Don't understand stocks but would like to make big bucks quickly like your friend? Well, don't worry, the Bombay Stock Exchange has been around for a hundred years and unless India becomes a communist state, I don't see why it should not continue for the next hundred years. So take your time, read up the sections on stocks, understand the risks and the rewards, research the share you like and when you feel reasonably confident of your abilities put your money where your mouth is.

Falling for a sales pitch; Companies that splash the media with advertisements on financial products usually offer the worst investment products. Brokers and agents selling everything from IPOs to company fixed deposits often give you misleading or false information on the returns, safety and liquidity of the investments they are offering. But then, it's a sales pitch and it may not reflect the investment's real potential or risk. Cross check the information with independent sources and trusted financial magazines.

Disregarding the risks; Stocks are risky, bank accounts are safe. That's how we perceive risk. But risk is relative and depends on what you are saving for. If you are twenty and saving for retirement after forty years, shares and equity mutual funds seem like a safe bet. Even though they gyrate wildly from time to time, in the last forty years, they have outperformed any investment product you can think of. Disregarding tax implications of your investment decisions our tax laws allow you some of the best tax benefits on investments available anywhere in the world. No tax on dividends from stocks and mutual funds and a complete exemption from capital gains if you reinvest funds in certain mutual funds for three years or seven years are some of the ways you can significantly increase your returns.

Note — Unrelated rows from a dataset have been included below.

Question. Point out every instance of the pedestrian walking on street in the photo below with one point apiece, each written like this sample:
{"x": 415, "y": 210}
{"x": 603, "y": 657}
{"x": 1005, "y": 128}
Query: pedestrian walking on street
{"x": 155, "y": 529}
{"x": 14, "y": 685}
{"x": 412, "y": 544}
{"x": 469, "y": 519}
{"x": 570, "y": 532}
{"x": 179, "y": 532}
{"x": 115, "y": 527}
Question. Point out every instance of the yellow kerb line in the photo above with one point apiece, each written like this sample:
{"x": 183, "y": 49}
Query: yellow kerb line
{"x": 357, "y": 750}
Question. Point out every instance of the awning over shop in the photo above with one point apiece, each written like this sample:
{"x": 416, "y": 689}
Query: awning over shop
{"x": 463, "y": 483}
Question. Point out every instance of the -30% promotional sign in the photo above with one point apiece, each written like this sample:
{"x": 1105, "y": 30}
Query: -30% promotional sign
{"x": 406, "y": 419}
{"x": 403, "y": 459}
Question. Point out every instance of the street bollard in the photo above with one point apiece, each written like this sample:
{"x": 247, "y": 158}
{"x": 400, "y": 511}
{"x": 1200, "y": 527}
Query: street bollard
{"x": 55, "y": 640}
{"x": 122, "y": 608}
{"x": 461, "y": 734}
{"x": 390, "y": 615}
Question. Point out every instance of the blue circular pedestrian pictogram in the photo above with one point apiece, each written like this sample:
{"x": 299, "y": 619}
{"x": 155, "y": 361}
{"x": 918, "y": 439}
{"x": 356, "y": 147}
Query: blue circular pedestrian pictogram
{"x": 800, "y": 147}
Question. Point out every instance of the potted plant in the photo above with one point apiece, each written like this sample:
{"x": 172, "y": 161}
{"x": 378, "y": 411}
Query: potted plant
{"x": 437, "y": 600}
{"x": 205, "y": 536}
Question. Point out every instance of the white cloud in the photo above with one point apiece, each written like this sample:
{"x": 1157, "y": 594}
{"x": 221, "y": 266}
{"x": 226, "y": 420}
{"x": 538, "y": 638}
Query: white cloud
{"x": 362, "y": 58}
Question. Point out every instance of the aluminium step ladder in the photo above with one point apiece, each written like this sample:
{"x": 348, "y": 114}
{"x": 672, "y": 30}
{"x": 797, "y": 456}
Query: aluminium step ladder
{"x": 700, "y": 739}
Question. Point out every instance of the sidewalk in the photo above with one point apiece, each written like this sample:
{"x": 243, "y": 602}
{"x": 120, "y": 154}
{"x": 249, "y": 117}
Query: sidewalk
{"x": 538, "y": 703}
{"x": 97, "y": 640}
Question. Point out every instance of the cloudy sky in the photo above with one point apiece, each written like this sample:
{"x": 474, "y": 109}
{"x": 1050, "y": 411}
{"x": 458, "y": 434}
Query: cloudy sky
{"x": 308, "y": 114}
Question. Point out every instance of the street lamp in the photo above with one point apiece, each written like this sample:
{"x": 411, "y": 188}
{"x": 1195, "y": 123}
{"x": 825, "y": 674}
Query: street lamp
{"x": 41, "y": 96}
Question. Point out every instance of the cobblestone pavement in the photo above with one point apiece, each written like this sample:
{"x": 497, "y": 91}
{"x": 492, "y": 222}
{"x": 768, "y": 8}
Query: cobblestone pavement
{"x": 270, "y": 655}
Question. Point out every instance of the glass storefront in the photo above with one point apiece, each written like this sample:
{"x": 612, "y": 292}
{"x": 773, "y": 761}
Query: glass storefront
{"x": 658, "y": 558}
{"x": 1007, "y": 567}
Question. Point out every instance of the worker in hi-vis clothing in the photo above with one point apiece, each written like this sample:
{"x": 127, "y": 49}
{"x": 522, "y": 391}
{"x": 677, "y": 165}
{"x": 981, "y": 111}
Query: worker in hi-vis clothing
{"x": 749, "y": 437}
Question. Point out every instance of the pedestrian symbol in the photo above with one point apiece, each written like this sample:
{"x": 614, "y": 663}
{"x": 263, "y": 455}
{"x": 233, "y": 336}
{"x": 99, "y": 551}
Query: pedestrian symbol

Investing without a goal; This could be the single biggest mistake you make. Haphazard investing without a plan or goal in mind is a surefire way to pick investments that would not fit your investment style, your risk taking ability or would not allow you to sell them when you need the funds.

Parking your funds in one or two investments; By putting all your money in one or two investments you multiply your risk of either losing your original investment or seeing the value of your investments plunge. This is the most common mistake investors make.